The French are furious — protests, strikes, clashes with police.

Civil rights?

Foreign policy?

Gas prices?

Nope. Retirement.

President Emmanuel Macron wants to increase the age at which pension benefits begin from 62 to 64. He might as well have suggested bulldozing the Arc de Triomphe for a condo development.

The serious side of the matter is that blue-collar workers complain their bodies can’t hold up after decades of physical strain and that Macron should economize elsewhere.

From afar, some wonder if the French are, oh, just a little too laid back — devoted to café life, slow sips of espresso, long vacations on the Côte d’Azur and extended debates regarding the views of Jean-Paul Sartre.

“Lazy people in France,” said a Twitter comment. “In the Netherlands the retirement age is 67!”

Get lost, replies another. “The French should be respected for standing up for what constitutes their way of life.”

As a retiree, I, too, am prepared — with the French — to defend what constitutes my way of life.

This involves the unalienable right to spend whole days in a discount pair of sweatpants and what my wife, Wink, calls the “old man shirt” — a fuzzy, gray affair that I’ve preserved for decades — and make no excuses.

Likewise, I will surrender to no heartless government the prerogative of late afternoon “You Pick Two” lunches at Panera, midnight bingeing of British TV mysteries, impromptu power naps — and perhaps most important — unlimited access to the computer so that, as inspiration demands, I can apprise old friends via email of my latest penetrating assessments of politics, culture and the sociological relevance of Harry and Meghan.

After retirement, you are apt to discover who you really are. There will be surprises.

Who knew, for instance, that I would embark upon a search for the perfect Hermit cookie recipe — fresh nutmeg and watch your oven time — or devote myself to building shelves on every spare square foot of wall space.

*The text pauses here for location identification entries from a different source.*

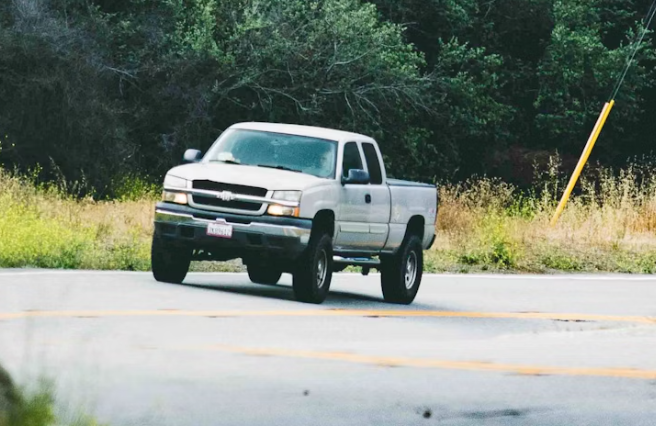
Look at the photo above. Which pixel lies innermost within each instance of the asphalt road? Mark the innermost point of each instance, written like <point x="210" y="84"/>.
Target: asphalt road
<point x="218" y="350"/>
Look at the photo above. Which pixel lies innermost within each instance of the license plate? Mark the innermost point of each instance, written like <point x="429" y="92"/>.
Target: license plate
<point x="219" y="230"/>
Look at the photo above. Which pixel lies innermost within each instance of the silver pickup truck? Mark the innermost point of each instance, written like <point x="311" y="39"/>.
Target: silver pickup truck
<point x="302" y="200"/>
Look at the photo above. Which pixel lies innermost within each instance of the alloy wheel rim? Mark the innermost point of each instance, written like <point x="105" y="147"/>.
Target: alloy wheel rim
<point x="410" y="270"/>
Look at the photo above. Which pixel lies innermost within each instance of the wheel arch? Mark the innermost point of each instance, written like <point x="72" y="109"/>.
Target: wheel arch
<point x="324" y="222"/>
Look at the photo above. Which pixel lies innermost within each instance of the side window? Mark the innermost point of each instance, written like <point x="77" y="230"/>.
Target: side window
<point x="373" y="163"/>
<point x="352" y="159"/>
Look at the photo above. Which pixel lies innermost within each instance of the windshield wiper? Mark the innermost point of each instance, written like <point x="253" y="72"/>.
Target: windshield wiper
<point x="225" y="161"/>
<point x="280" y="168"/>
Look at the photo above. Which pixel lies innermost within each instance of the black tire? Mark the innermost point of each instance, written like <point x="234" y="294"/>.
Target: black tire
<point x="263" y="274"/>
<point x="401" y="273"/>
<point x="314" y="271"/>
<point x="169" y="263"/>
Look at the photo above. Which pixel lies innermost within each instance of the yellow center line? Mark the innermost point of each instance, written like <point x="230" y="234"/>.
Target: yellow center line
<point x="531" y="370"/>
<point x="331" y="313"/>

“Enough,” said Wink. “The place looks like Barnes & Noble.”

Perhaps the French have ideas on how to best spend time when liberated from the workplace and the employer’s endless gaze.

In this country, we are perhaps a bit more wired.

U.S. News & World Report ran a story about jobs for retirees — a very American idea. Quit working and head directly to the employment office. On the list were teacher, real estate agent, taxi driver, nurse and, my favorite, “joining the clergy.”

I don’t usually mention this, but there was a time back in high school when I thought I might have a calling.

My brief interest in becoming a minister almost surely had to do with a hope that, as a divinity student, I would not have to gauge isosceles triangles or memorize the periodic table or meet the various daunting requirements that, unfulfilled, weighed disastrously on my Brooklyn Tech report cards.

I met with our kindly pastor, Werner Jentsch, at St. John’s Lutheran.

“Wonderful,” he said with unexpected enthusiasm.

Of course, that ended it. Pastor Jentsch was taking me seriously. I didn’t want to go to divinity school. My calling was only to escape trigonometry.

Nor have I been tempted in retirement to embark belatedly on theological coursework. Actually, I haven’t been inclined to try anything more noteworthy than baking a superior batch of Hermits.

Still it’s been nice, no question. Wink and I have time that was hard to find when we both were working. We take walks, see friends, head to the East End, spend a couple hours at the local pub. Regular stuff.

We don’t linger over espresso at chic cafés or plan vacations along a distant, sun-drenched coast. But no one can blame the French for protecting every precious year away from the grind. A familiar sign at demonstrations says, “la retraite avant l’arthrite” — “retirement before arthritis.” Is that too much to ask?